As you learned previously, the attending level is the 2nd level of listening. I want to share with you some techniques that are associated with this level. Here are 4 listening techniques you can start using that will increase your attending skill if you don’t already use them:
- Eye contact. The expected amount of eye contact varies from culture to culture, but appropriate eye contact is important. It shows the other person that you are engaged in the conversation and interested in what they have to say. It's a sign of respect and shows a quality of courage. If you have a hard time making eye contact with other people, then don’t look into their eyes but look somewhere close by like the spot in between the eyes. It still gives them the impression that you are making good eye contact.
- A posture of involvement. Your body posture is important because body position clearly indicates attention and interest. You could be standing or sitting, perhaps leaning forward with the body facing the speaker. Your posture can have a big impact either positive or negative. If your posture is too aggressive it can make you seem intimidating, however, if your posture is too passive it can make you seem uninterested or weak. The best thing to do is to make sure you are aware of your posture at all times and give off the right type and amount of energy that is needed.
- Ignoring potential distractions. When you are having a conversation with someone the best practice is to avoid allowing something else to distract you. Potential distractions include TV, phones, computers, video games, other people walking past, as well as your own thoughts. Try to give your full attention to the person speaking as much as possible. So if you’re at dinner and you have a device make sure you turn it on silent and put it away.

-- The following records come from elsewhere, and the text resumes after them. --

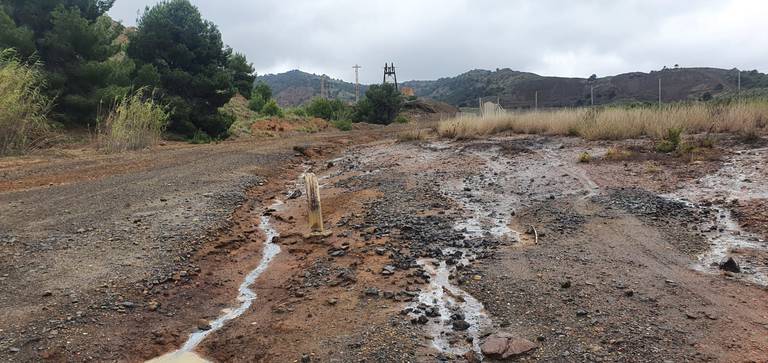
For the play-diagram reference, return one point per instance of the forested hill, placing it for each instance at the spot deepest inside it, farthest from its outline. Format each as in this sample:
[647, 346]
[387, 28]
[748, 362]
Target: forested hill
[294, 88]
[518, 89]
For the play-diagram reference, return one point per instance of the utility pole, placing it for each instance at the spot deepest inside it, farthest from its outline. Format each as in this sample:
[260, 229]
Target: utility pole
[322, 87]
[357, 83]
[659, 93]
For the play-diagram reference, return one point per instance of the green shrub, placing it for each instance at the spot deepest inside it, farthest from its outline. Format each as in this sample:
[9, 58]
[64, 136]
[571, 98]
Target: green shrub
[585, 157]
[327, 109]
[272, 109]
[343, 125]
[671, 141]
[135, 122]
[297, 111]
[381, 105]
[23, 107]
[200, 137]
[257, 102]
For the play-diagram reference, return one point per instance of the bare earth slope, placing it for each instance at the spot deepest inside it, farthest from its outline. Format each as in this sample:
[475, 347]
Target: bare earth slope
[436, 248]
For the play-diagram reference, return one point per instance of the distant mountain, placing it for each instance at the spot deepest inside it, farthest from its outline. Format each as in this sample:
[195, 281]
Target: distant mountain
[516, 89]
[294, 88]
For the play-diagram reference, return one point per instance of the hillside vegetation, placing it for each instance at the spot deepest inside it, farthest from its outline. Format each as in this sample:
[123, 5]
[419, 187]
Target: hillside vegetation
[517, 90]
[295, 88]
[748, 118]
[88, 61]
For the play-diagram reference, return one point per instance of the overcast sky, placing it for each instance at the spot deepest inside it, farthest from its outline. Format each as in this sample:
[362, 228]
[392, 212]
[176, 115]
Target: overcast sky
[429, 39]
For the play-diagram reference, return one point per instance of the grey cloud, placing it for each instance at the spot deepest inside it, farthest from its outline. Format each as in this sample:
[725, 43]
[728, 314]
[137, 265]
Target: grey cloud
[429, 39]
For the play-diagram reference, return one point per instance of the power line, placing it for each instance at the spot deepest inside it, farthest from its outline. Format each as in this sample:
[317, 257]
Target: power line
[357, 83]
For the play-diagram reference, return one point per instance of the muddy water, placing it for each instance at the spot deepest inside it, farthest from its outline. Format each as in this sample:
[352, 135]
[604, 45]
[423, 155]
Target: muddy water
[245, 296]
[490, 197]
[739, 178]
[449, 299]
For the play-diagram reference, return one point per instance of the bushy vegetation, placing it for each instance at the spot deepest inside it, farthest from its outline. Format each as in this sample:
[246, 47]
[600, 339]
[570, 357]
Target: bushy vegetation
[343, 125]
[23, 106]
[328, 109]
[381, 105]
[614, 123]
[135, 122]
[272, 109]
[76, 43]
[186, 57]
[89, 61]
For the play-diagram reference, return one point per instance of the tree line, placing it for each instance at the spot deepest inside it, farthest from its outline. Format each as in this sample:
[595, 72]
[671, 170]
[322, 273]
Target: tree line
[89, 61]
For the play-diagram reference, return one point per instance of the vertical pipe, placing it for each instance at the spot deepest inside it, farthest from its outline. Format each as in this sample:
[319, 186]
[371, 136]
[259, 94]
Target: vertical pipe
[315, 211]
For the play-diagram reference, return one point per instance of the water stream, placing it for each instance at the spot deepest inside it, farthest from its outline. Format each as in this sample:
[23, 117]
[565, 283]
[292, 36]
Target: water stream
[245, 296]
[738, 178]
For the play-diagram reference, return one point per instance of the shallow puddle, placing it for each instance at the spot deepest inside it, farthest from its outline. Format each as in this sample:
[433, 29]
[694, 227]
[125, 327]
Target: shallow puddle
[245, 296]
[738, 178]
[450, 299]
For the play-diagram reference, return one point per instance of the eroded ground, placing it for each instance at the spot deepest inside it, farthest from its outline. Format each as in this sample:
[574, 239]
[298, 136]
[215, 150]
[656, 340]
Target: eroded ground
[435, 247]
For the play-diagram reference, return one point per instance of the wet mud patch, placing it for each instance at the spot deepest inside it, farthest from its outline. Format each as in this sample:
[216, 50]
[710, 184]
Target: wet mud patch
[681, 221]
[550, 219]
[752, 215]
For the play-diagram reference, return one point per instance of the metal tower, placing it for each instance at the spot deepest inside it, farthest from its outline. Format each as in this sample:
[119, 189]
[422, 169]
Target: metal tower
[389, 71]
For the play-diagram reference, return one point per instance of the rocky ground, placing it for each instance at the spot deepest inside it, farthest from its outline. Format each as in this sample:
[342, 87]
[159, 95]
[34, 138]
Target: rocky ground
[505, 248]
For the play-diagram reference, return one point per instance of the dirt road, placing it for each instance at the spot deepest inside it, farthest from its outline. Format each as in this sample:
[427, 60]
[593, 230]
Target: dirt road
[438, 249]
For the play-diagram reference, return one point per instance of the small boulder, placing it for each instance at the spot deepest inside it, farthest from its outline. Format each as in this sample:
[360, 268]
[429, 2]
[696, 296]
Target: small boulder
[504, 346]
[203, 324]
[460, 325]
[730, 265]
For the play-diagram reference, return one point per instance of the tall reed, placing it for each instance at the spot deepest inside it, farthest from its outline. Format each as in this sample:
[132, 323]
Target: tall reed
[136, 121]
[615, 123]
[23, 106]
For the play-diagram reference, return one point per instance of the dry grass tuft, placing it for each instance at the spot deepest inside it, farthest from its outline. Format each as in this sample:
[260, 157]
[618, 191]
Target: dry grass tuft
[23, 107]
[615, 154]
[747, 118]
[135, 122]
[413, 135]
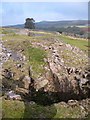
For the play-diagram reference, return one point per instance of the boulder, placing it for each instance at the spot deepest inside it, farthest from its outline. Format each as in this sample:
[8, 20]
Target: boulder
[41, 83]
[26, 82]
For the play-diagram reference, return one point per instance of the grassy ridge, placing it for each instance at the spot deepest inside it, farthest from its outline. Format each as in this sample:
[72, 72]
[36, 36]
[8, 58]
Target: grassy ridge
[82, 44]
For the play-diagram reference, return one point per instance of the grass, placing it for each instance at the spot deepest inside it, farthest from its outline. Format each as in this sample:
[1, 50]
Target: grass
[25, 110]
[82, 44]
[36, 60]
[19, 109]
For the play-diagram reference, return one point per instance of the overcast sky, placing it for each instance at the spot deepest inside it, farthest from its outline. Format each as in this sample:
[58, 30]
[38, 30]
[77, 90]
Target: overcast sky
[17, 12]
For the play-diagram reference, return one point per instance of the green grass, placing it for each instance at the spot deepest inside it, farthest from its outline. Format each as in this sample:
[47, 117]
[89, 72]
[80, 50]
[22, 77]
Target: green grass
[19, 109]
[36, 56]
[82, 44]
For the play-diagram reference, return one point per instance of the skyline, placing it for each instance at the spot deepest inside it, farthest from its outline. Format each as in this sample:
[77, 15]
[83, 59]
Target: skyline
[16, 12]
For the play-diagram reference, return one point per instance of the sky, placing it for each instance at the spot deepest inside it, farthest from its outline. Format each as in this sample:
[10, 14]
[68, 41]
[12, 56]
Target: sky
[16, 12]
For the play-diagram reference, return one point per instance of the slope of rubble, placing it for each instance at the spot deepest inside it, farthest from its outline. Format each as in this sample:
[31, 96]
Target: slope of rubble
[40, 67]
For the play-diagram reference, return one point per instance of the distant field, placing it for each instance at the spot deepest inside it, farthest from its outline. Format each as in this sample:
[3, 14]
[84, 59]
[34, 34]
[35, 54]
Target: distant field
[82, 44]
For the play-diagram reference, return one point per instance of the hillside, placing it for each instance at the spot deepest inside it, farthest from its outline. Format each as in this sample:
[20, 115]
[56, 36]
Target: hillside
[53, 25]
[44, 75]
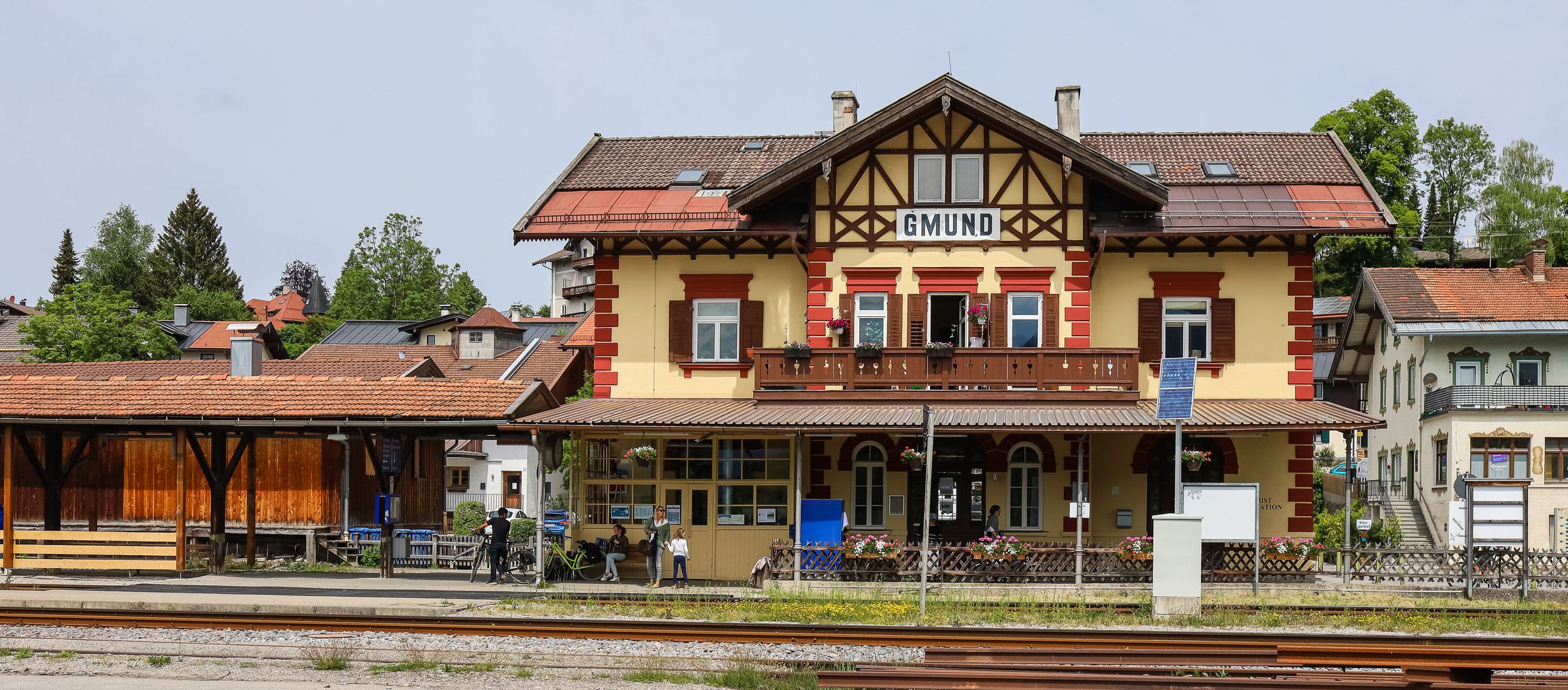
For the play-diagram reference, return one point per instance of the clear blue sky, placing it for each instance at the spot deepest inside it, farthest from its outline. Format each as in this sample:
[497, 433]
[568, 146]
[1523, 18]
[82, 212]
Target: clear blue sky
[303, 123]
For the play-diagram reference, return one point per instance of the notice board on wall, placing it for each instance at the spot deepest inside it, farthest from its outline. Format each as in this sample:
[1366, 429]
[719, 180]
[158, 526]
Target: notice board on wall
[1230, 512]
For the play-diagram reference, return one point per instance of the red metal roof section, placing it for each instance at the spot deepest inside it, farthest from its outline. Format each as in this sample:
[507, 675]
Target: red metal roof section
[632, 211]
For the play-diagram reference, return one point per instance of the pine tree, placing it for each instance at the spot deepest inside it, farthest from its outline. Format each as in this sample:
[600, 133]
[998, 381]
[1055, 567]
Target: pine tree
[192, 251]
[66, 270]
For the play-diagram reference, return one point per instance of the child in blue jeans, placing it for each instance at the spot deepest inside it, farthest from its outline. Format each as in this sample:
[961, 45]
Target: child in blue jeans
[678, 548]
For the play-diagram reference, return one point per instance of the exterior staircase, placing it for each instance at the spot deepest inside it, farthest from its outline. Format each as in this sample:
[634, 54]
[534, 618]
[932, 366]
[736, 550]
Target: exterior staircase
[1415, 533]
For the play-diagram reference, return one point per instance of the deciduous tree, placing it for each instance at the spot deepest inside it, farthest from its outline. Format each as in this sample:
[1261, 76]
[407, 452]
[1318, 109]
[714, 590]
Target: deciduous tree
[93, 323]
[118, 261]
[192, 251]
[66, 266]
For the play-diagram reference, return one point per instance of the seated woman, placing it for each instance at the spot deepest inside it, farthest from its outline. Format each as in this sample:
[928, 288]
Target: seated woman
[615, 554]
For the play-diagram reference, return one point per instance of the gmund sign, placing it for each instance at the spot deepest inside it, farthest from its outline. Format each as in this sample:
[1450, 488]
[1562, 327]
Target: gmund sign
[949, 225]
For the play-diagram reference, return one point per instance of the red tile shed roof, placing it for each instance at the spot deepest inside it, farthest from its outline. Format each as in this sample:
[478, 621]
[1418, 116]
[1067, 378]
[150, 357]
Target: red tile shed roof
[1415, 295]
[488, 318]
[1259, 157]
[258, 397]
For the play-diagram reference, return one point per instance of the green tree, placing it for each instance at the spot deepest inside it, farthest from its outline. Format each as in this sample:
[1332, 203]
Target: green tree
[192, 251]
[1382, 137]
[462, 292]
[391, 273]
[1460, 160]
[66, 266]
[206, 306]
[91, 323]
[120, 257]
[300, 336]
[1521, 206]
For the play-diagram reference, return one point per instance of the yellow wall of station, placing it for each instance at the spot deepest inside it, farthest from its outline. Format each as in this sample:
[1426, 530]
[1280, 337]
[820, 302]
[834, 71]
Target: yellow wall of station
[646, 286]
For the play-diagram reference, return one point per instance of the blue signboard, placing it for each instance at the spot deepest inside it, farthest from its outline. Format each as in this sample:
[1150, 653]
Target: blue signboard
[1178, 377]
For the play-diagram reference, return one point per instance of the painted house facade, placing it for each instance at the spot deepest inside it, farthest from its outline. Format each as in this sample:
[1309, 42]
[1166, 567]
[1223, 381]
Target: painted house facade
[1021, 280]
[1459, 361]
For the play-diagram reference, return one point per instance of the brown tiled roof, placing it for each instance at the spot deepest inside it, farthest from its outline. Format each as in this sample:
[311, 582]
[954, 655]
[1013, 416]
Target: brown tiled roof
[1208, 415]
[1259, 157]
[488, 318]
[653, 162]
[206, 367]
[256, 397]
[1415, 295]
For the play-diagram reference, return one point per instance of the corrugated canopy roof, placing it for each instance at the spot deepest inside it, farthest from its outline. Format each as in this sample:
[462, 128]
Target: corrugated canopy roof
[750, 415]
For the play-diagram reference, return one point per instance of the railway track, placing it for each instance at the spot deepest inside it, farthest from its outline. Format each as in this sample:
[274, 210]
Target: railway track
[750, 632]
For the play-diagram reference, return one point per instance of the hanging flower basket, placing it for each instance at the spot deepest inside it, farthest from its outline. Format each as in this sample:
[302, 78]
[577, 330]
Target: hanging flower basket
[1195, 458]
[642, 456]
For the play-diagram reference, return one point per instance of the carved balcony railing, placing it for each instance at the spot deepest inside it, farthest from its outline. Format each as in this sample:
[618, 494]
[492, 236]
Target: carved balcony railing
[995, 369]
[1455, 399]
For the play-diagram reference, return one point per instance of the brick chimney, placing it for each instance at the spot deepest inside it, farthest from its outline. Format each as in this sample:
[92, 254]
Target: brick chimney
[1067, 112]
[1535, 266]
[846, 109]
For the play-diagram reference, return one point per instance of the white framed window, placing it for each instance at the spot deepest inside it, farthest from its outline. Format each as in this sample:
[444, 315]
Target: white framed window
[1188, 326]
[1023, 320]
[968, 180]
[715, 330]
[871, 487]
[1528, 372]
[929, 180]
[1023, 488]
[871, 318]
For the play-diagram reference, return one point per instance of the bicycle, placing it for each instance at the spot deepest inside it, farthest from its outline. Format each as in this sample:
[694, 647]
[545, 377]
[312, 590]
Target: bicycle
[516, 554]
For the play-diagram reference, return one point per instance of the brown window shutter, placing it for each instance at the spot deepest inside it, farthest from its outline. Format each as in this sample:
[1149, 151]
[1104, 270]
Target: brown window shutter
[1150, 330]
[916, 320]
[750, 326]
[894, 320]
[999, 320]
[1223, 332]
[679, 330]
[1050, 322]
[847, 312]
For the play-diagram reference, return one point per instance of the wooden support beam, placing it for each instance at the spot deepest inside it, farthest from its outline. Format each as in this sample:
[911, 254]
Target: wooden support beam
[250, 505]
[179, 501]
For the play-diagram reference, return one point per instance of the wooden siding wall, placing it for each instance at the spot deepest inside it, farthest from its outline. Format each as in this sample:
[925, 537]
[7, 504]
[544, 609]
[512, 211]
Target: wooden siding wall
[297, 484]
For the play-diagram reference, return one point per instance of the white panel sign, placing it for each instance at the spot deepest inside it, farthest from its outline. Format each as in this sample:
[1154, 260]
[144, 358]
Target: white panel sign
[949, 225]
[1230, 512]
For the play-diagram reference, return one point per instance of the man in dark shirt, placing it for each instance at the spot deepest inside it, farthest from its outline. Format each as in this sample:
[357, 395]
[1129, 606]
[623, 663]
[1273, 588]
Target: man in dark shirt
[501, 529]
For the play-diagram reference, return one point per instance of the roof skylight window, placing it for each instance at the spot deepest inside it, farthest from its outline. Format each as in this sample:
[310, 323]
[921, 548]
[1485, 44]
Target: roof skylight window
[1142, 167]
[1219, 168]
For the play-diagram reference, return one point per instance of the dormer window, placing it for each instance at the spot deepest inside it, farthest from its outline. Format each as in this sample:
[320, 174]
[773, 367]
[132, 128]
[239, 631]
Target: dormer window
[690, 178]
[1142, 167]
[1219, 168]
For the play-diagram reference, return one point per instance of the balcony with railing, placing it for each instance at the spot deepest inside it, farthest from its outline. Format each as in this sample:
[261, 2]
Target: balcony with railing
[1457, 399]
[1087, 374]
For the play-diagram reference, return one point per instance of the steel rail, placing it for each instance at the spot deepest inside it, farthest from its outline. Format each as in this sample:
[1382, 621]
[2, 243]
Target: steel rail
[749, 632]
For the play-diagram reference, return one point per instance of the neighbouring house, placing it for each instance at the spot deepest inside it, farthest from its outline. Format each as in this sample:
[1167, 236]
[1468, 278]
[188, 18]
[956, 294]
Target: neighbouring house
[485, 346]
[1021, 280]
[571, 278]
[1459, 361]
[12, 316]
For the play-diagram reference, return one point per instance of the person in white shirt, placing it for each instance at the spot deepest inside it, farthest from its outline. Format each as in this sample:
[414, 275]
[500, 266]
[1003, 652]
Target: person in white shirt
[678, 548]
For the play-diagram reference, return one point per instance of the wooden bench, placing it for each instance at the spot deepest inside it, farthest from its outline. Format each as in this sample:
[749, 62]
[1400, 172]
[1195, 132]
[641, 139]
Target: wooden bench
[95, 551]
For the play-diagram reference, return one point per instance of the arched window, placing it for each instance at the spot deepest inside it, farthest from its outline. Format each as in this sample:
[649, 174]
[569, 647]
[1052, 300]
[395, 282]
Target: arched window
[871, 487]
[1023, 488]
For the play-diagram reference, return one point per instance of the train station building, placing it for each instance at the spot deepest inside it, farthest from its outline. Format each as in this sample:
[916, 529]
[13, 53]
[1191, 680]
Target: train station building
[773, 312]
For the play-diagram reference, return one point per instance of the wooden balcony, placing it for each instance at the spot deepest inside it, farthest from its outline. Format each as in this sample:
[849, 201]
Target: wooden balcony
[1103, 374]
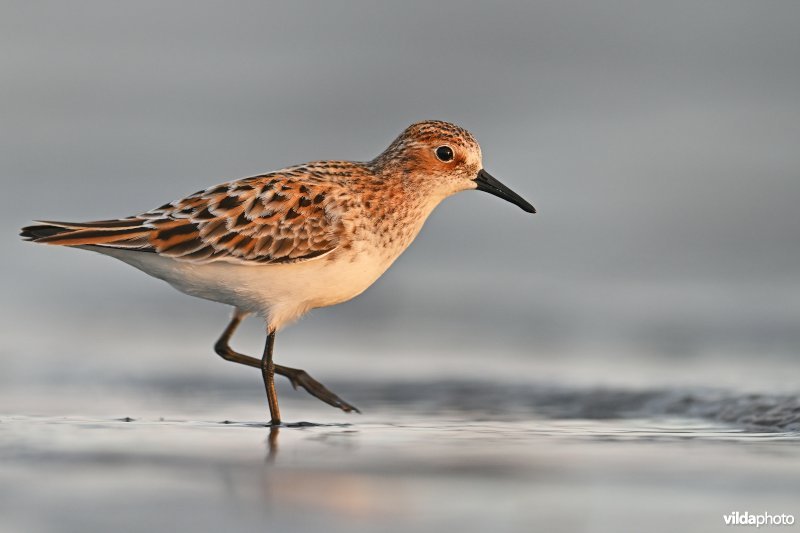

- Encouragement. Total silence is often taken as a sign of boredom or inattention. The speaker needs occasional encouragement in the form of a head nod or you saying “uh-huh, oh?, mm-hmm, I see, and then what happened, right, definitely, go on, oh no she didn’t! I told you she was crazy!” Answers like these do not imply agreement or disagreement, just attention. This helps to make the person feel like you are attentively listening and engaged in the conversation while they are speaking and you are listening.
Now, I know these techniques are very simple but you know the simple things are usually the most powerful. If you already use these techniques then good for you. Now go out and teach them to other people. And if you aren't familiar with these techniques; go out and start practicing by using them in your conversations and gain a new perspective and level up your listening abilities.